The Big Sleep could be relished for Chandler’s linguistic
flourishes, his suave non sequiturs, and distinctly poetic evocation of the
atmosphere. The first-half of the novel is lot troubling to follow as we
constantly try to piece together each character’s angle, how they are connected
to each other, and what their part is in the larger mystery. Geiger, Joe Brody,
Owen Taylor, Lundgren, Eddie Mars, Harry Jones, Canino --- these names are
repeated throughout the narrative and it took me sometime to understand who’s
who and their tangled personal histories. The same problem afflicts Hawks’
movie adaptation too. It was said that Howard Hawks sent Chandler a telegram
questioning ‘whether Owen Taylor, the General’s chauffeur, was murdered or he
committed suicide?’, to which Chandler replied, “Dammit I didn't know either”.

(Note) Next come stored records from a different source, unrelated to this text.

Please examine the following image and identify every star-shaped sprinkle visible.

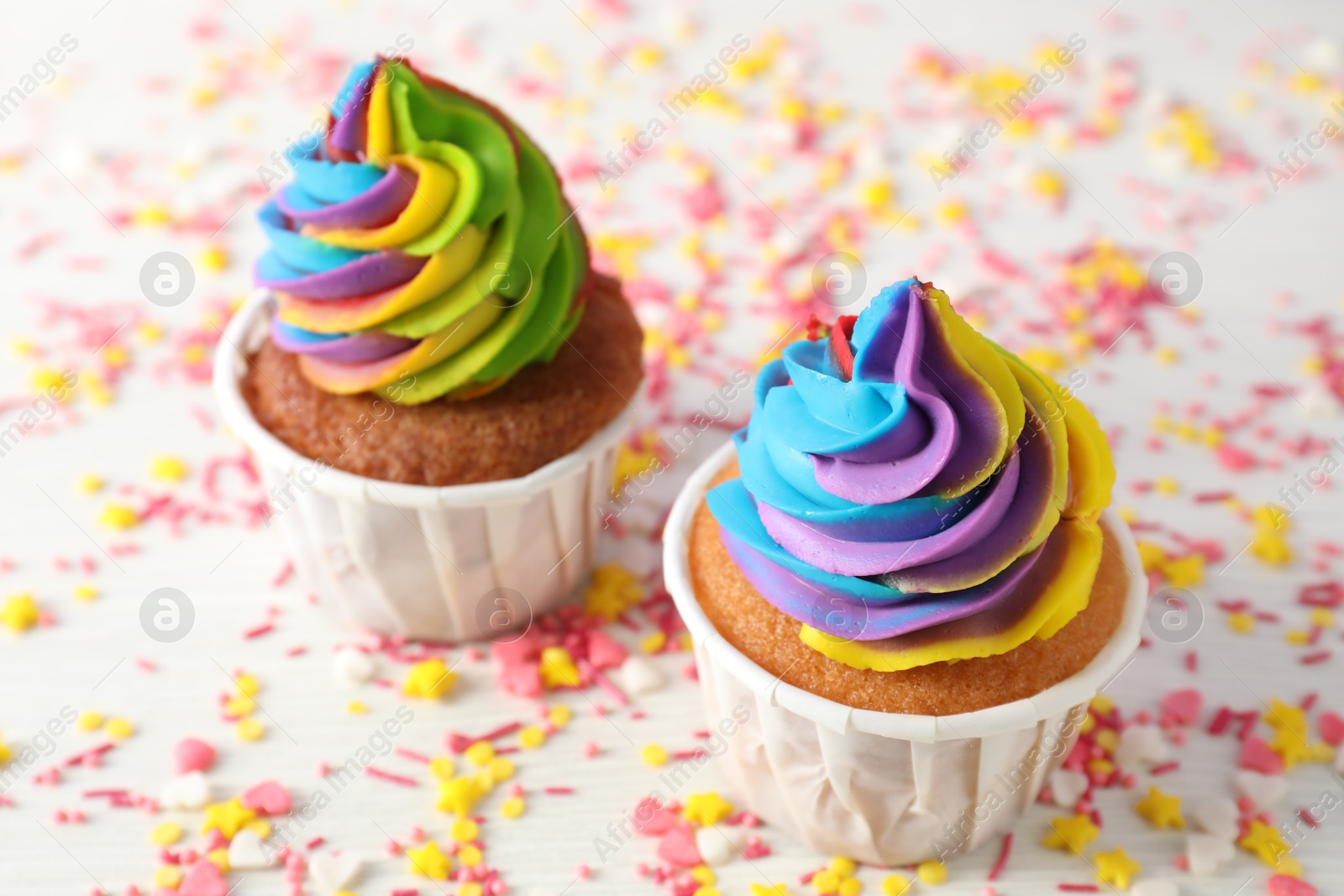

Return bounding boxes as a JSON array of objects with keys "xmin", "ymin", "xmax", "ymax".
[
  {"xmin": 406, "ymin": 840, "xmax": 453, "ymax": 880},
  {"xmin": 1093, "ymin": 846, "xmax": 1142, "ymax": 889},
  {"xmin": 0, "ymin": 594, "xmax": 40, "ymax": 631},
  {"xmin": 200, "ymin": 799, "xmax": 257, "ymax": 840},
  {"xmin": 1040, "ymin": 815, "xmax": 1100, "ymax": 856},
  {"xmin": 1268, "ymin": 726, "xmax": 1315, "ymax": 768},
  {"xmin": 1134, "ymin": 787, "xmax": 1185, "ymax": 829},
  {"xmin": 683, "ymin": 791, "xmax": 732, "ymax": 827},
  {"xmin": 402, "ymin": 659, "xmax": 457, "ymax": 700},
  {"xmin": 435, "ymin": 775, "xmax": 486, "ymax": 818},
  {"xmin": 1236, "ymin": 820, "xmax": 1301, "ymax": 878}
]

Yes, some of the mysteries aren’t answered, and if these loose ends are
resolved it wouldn’t matter much since the answer to central mystery happens to
be quite simple. The movie version of The Big Sleep, nevertheless, gained
classic status due to Hawks’ meticulous direction and the presence of seductive
central pair (Bogart and Bacall).
Humphrey Bogart and Lauran Bacall in Howard Hawks' 1946 movie adaptation |
Likewise, Chandler’s novel despite all the convolutions is
immensely enjoyable due to the terse dialogues and the manner with which the
cagey and calculative Marlowe smoothly handles array of crazy situations. At
some point in the novel, Marlowe emphatically declares, “I'm not Sherlock
Holmes or Philo Vance. I don't expect to go over ground the police have covered
and pick up a broken pen point and build a case from it….” This pretty much
suggests how the heroes of the era's hard-boiled fiction are wildly different from the
idealized fictional sleuths (like Holmes or Hercule Poirot) since the social
context of Chandler or Hammett repeatedly state how crime and corruption are
very much in the fabric of society or governing bodies. Hence Marlowe, like his
other hard-boiled detective counterparts stay morally ambiguous and understand
that the world is possibly irredeemable. Overall, The Big Sleep is a riveting,
preeminent novel of hard-boiled detective fiction that still holds up today.